Now for my latest problem... What to brew next??  Any suggestions?


----------



## QIK86 (16/9/08)

The last 2 brews, I've been getting mould around the thread of the lid of the fermenter. Is this anything to worry about? It concerns me when opening the fermenter to dry hop that some might fall into the brew. Could it just be from leaving a wet towel around it?

Here's a pic of what I'm talking about.


----------



## QIK86 (16/9/08)

I've decided I'm going to make a JSGA style beer next. Something like this:

1.7kg can of goo (Not sure which one yet. Suggestions?)
1kg Morgans Masterblend Caramalt
1kg Morgans Masterblend Wheat Malt
15g Amarillo @ 15min
15g Amarillo @ 5min
15g Amarillo dry hopped 
Brewcellar American Ale Yeast


----------



## Fents (16/9/08)

QIK86 said:


> The last 2 brews, I've been getting mould around the thread of the lid of the fermenter. Is this anything to worry about? It concerns me when opening the fermenter to dry hop that some might fall into the brew. Could it just be from leaving a wet towel around it?
> 
> Here's a pic of what I'm talking about.
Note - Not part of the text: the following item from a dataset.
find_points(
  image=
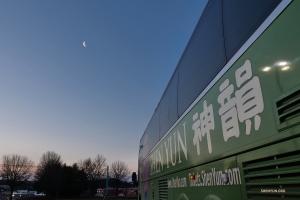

Qik that looks shocking imo. The brown ring stain on the inside is fine (krausen ring) but that mould on the thread of the lid is a big NO imo. Wipe it all off, bleach the whole fermenter, rinse it, bleach it again and rinse a few more times and just when you think you've rinsed enough go a few more rinses as bleach smell is a tad hard to get off.


----------



## Barramundi (16/9/08)

good advice fents but id go a step further and give that sucker a full soak in a tub of caustic kill anything that might be livin on that plastic, that green gear isnt a good thing , ya dont want that spreading into the drum


----------



## QIK86 (16/9/08)

Thanks for the advice guys. I'll give it a good soak in bleach. 

So how can I avoid it happening in future? Is it just from the constantly wet towel being wrapped around it?

Edit: I recall reading about a water, bleach and vinegar solution that is supposedly tops. Can't find the dilution rates now though. Anyone know what I'm talking about?


----------



## Barramundi (16/9/08)

Qik add your location to your profile , id say as a guess its something to do with the wet towel ... why ya using it ? get ya self a 100 can cooler and a few blocks of ice , even better a fermenting fridge ...


----------



## bouncingcastle (16/9/08)

QIK86 said:


> Thanks for the advice guys. I'll give it a good soak in bleach.
> 
> So how can I avoid it happening in future? Is it just from the constantly wet towel being wrapped around it?
> 
> Edit: I recall reading about a water, bleach and vinegar solution that is supposedly tops. Can't find the dilution rates now though. Anyone know what I'm talking about?



I'd hit that with "exit mould" (I think its a Hydrogen Peroxide solution anyway) and then think about sanitising...

How long are you keeping it wrapped in a wet towel for?

I know what you're talking about with the vinegar...
Thanks to butters this is the quote

"buy 2L of unscented, plain bleach. Homebrand is fine.
buy 2L of white vinegar. Again, homebrand is fine, but it must be white vinegar, not malt or wine or anything else.
In the bottom of the fermenter put 1.9L of the bleach. This amount is for a 30L fermenter, if yours is different size, its 62.5ml per Litre. Put in all your other brewing equipment.
fill the fermenter almost to the top water, just regular tap temperature.
add the same amount of vinegar as the bleach, so 1.9L for a 30L fermenter. Stand back a little when you do this, definately do not put your head over it....it will start to produce chlorine gas. Dont breath it in. NEVER add vinegar (or any other acid) directly to undiluted bleach (or any other alkali.) always add the alkali to the water, then add the acid.
top up with water, and put the lid on. make sure the inside of the lid is in contact with the water. (if it was full, it should be.)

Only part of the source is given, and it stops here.